= Wḫdw =

Agent of decay and disease in ancient Egyptian medicine

Wḫdw is a term for a particular kind of agent of decay and disease in ancient Egyptian medicine.

According to Steuer, the Egyptians conceived of it as originating with the fecal matter within the bowels. From here, wḫdw was seen as being absorbed into the blood vessels (mtw) from the lower intestines (pḥwj, literally 'rear'), from where it spread to other body parts, causing abscesses and other symptoms of disease in the bodies of the living; it was particularly associated with pus in the blood. Meanwhile, in the bodies of the dead, wḫdw instead manifested as decomposition.

The similarity of this conception of disease and decay to the Ancient Greek concept of perittōma has suggested that this element of Ancient Greek medicine may be traceable to Egypt.

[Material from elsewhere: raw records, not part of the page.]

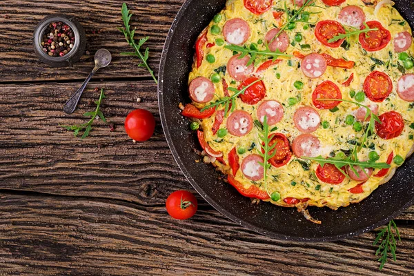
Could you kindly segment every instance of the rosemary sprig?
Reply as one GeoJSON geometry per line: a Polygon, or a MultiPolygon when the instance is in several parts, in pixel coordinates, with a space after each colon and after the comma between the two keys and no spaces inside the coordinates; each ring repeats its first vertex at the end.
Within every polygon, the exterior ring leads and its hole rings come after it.
{"type": "Polygon", "coordinates": [[[269,136],[269,125],[267,123],[267,116],[264,116],[264,118],[263,119],[263,131],[262,133],[259,133],[259,138],[262,141],[260,143],[260,148],[262,148],[264,152],[262,152],[262,150],[259,150],[259,155],[263,157],[263,162],[259,162],[259,164],[262,166],[264,169],[264,189],[270,197],[271,195],[269,193],[267,186],[267,170],[271,166],[269,163],[269,160],[276,155],[276,150],[273,153],[270,153],[270,151],[275,148],[277,143],[273,144],[272,146],[269,146],[273,136],[275,136],[275,135],[269,136]]]}
{"type": "Polygon", "coordinates": [[[246,92],[246,90],[250,86],[252,86],[253,85],[254,85],[255,83],[256,83],[257,82],[259,82],[260,81],[262,81],[263,79],[259,79],[253,82],[252,82],[250,84],[249,84],[248,86],[244,86],[243,88],[243,89],[239,90],[233,87],[229,87],[228,88],[227,88],[228,90],[234,92],[235,94],[233,94],[232,96],[230,97],[224,97],[221,99],[219,99],[218,100],[217,100],[216,101],[210,103],[206,106],[204,106],[203,108],[201,109],[201,112],[203,112],[204,110],[206,110],[206,109],[210,108],[219,108],[220,106],[224,106],[224,117],[227,117],[227,112],[228,110],[228,108],[230,106],[230,103],[231,103],[231,112],[234,111],[235,106],[236,106],[236,98],[237,97],[237,96],[239,96],[241,94],[244,94],[244,92],[246,92]]]}
{"type": "Polygon", "coordinates": [[[397,256],[395,255],[395,250],[397,249],[397,239],[398,241],[401,241],[401,237],[400,236],[400,232],[397,228],[397,225],[393,220],[388,222],[388,226],[382,228],[377,235],[377,238],[373,243],[373,246],[378,244],[379,240],[382,239],[381,244],[378,246],[378,249],[375,252],[375,256],[381,255],[379,262],[381,262],[379,265],[379,270],[384,268],[385,264],[388,262],[387,257],[388,252],[391,253],[394,262],[397,260],[397,256]],[[394,233],[394,232],[395,233],[394,233]],[[396,235],[396,237],[395,237],[396,235]]]}
{"type": "Polygon", "coordinates": [[[87,123],[83,124],[81,125],[60,126],[66,128],[68,130],[73,130],[73,134],[75,135],[75,137],[78,136],[80,131],[84,130],[81,139],[83,139],[86,138],[88,136],[89,136],[89,132],[90,132],[90,130],[92,130],[92,125],[97,117],[100,117],[104,123],[106,123],[106,119],[105,118],[105,116],[103,116],[103,113],[102,113],[102,111],[101,111],[100,110],[102,100],[106,97],[105,97],[105,94],[103,93],[103,88],[102,88],[101,89],[101,95],[99,96],[99,99],[95,101],[95,102],[97,105],[97,108],[95,108],[95,111],[89,111],[83,114],[83,116],[90,117],[90,119],[87,123]]]}
{"type": "Polygon", "coordinates": [[[250,57],[250,60],[246,64],[246,66],[248,66],[251,63],[253,63],[255,59],[259,56],[262,59],[266,57],[272,57],[273,61],[276,60],[279,57],[293,57],[291,55],[284,54],[280,52],[279,50],[276,51],[270,51],[268,48],[268,46],[266,45],[266,50],[253,50],[250,48],[239,46],[237,45],[228,45],[224,46],[225,48],[231,50],[233,52],[237,52],[241,55],[239,57],[239,59],[242,59],[246,57],[247,55],[249,55],[250,57]]]}
{"type": "Polygon", "coordinates": [[[350,32],[349,30],[346,30],[346,32],[344,34],[339,34],[338,35],[335,35],[335,37],[333,37],[333,38],[331,38],[331,39],[329,39],[328,41],[328,43],[333,43],[333,42],[335,42],[337,41],[339,39],[347,39],[348,37],[351,37],[351,35],[354,35],[354,34],[359,34],[361,33],[367,33],[368,32],[371,32],[371,30],[378,30],[377,28],[370,28],[368,27],[368,26],[366,24],[366,23],[364,23],[364,26],[365,26],[365,28],[363,30],[357,30],[355,28],[353,28],[353,31],[350,32]]]}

In searching for a convenient and concise translation of wḫdw into English, Steuer and Bertrand de Cusance Morant Saunders examine several possibilities: residues, a translation used by Jones for perittōma, fails to suggest the pathogenic nature of wḫdw; miasma, suggested by Jonckheere, misleadingly suggests transmission by air and an external origin; putrefaction or corruption, their own suggestion, is not entirely satisfactory to them, as wḫdw encompasses a conception greater than just the biological process of decay.

The term wḫdw is attested in the Ebers Papyrus, Hearst papyrus, and Papyrus Berlin 3038, among other sources.